Figure – 2 (see below) depicts a venue of the future where the existing and upcoming technologies shall converge for seamless connectivity in addition to other benefits such as better user experience, low cost of operations, better monetization opportunities etc.

Future of Wi-Fi

Although there is a push from both the industries for cellular/Wi-Fi convergence, but such offloading poses QoS (Quality of Service) issues due to unmanaged and over-crowded nature of today’s Wi-Fi deployments.

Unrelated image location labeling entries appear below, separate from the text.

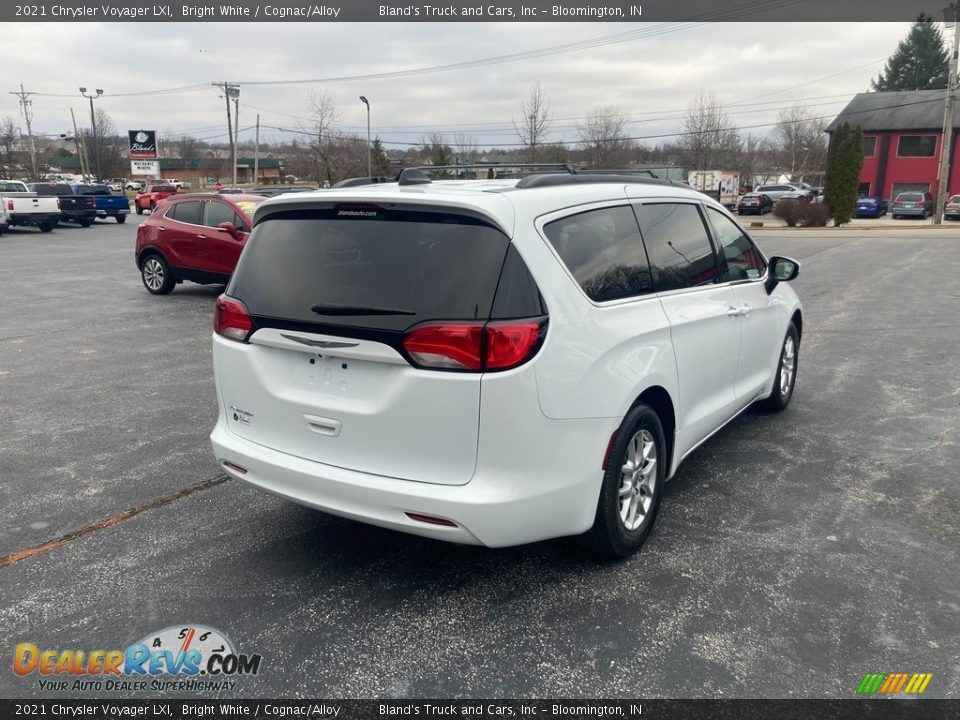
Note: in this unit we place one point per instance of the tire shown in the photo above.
(786, 378)
(156, 275)
(630, 495)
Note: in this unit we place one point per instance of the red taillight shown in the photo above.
(452, 346)
(230, 319)
(474, 346)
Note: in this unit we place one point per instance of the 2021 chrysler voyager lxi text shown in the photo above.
(495, 362)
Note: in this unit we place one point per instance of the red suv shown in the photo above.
(193, 237)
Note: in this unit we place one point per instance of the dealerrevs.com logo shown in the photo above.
(177, 658)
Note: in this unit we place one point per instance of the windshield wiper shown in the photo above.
(358, 310)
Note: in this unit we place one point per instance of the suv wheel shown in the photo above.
(786, 377)
(632, 485)
(156, 275)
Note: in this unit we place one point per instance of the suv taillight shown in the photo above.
(230, 319)
(474, 346)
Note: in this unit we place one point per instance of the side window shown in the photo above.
(603, 251)
(739, 257)
(216, 212)
(186, 212)
(679, 247)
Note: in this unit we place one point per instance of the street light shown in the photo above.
(93, 125)
(369, 165)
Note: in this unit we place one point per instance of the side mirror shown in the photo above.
(230, 229)
(780, 269)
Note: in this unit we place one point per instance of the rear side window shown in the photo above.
(603, 251)
(189, 212)
(368, 267)
(678, 245)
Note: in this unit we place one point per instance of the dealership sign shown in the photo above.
(143, 144)
(145, 167)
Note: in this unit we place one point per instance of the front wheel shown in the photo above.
(632, 483)
(156, 275)
(786, 377)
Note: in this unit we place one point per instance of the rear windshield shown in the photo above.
(419, 265)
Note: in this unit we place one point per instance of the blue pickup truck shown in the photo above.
(107, 204)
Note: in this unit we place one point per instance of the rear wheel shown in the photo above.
(156, 275)
(631, 489)
(786, 377)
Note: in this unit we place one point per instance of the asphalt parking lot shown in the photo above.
(793, 553)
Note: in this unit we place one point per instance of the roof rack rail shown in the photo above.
(352, 182)
(553, 180)
(418, 175)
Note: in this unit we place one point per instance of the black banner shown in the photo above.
(106, 709)
(859, 11)
(143, 144)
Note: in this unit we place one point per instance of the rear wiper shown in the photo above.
(358, 310)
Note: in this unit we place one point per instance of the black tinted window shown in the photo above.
(603, 251)
(678, 245)
(186, 212)
(739, 257)
(217, 212)
(430, 266)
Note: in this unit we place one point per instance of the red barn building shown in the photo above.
(902, 141)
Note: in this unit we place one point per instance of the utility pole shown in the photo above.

So, what is required from the Wi-Fi of the future is a Carrier Grade experience.

Good thing is that a lot of the work done recently, such as Hotspot2.0, allows such cellular-like experience via automatic network discovery, selection and secure connection using existing SIM-based algorithms (EAP-SIM, EAP-AKA). It also facilitates seamless steering of the connections across cellular / Wi-Fi technologies. With Hotspot2.0, even cable operators have an unparalleled opportunity to become big players in Wi-Fi roaming/offload via something called “Homespots”. The idea behind “Homespot” is to share the surplus bandwidth available in each home with roaming subscribers in the local vicinity.

Apart from making the smooth transition from one cell to another, a lot of work is happening in Wi-Fi domain to improve its spectral efficiency and data throughputs. Following are some of the upcoming specifications which reflect such improvements:

  • 802.11ax: It is labeled as “Wi-Fi 6” and is meant for high network and spectral efficiency. It shall cater to better coverage, increased speed, faster roaming, load balancing, and higher network density.
  • 802.11ad and 802.11ay: They are called “WiGig” as they use 60 GHz spectrum instead of 5 GHz and 2.4 GHz. They shall provide very high bandwidth over short distances.

Therefore, looking at the upcoming improvements and evolution of Wi-Fi technology, one can say that even though Wi-Fi was originally designed for delivering high capacity to stationary indoor users, but it would be able to satisfy the service-level requirements of the cellular networks.


In order to resolve all the future use cases to realize IMT-2020 vision, we shall need all the technologies to work together be it cellular (2G/3G/4G/5G), Wi-Fi or IoT. Such convergence is necessary for scalability, capacity, latency and cost efficiency. Also, the Wi-Fi is focusing on simplifying not just the transition from one cell to another but also working on improving spectral efficiencies and bandwidth over short distances. Now, 3GPP and IEEE both realize that Wi-Fi is essential to 5G and thus they are collaborating to achieve a fair integration.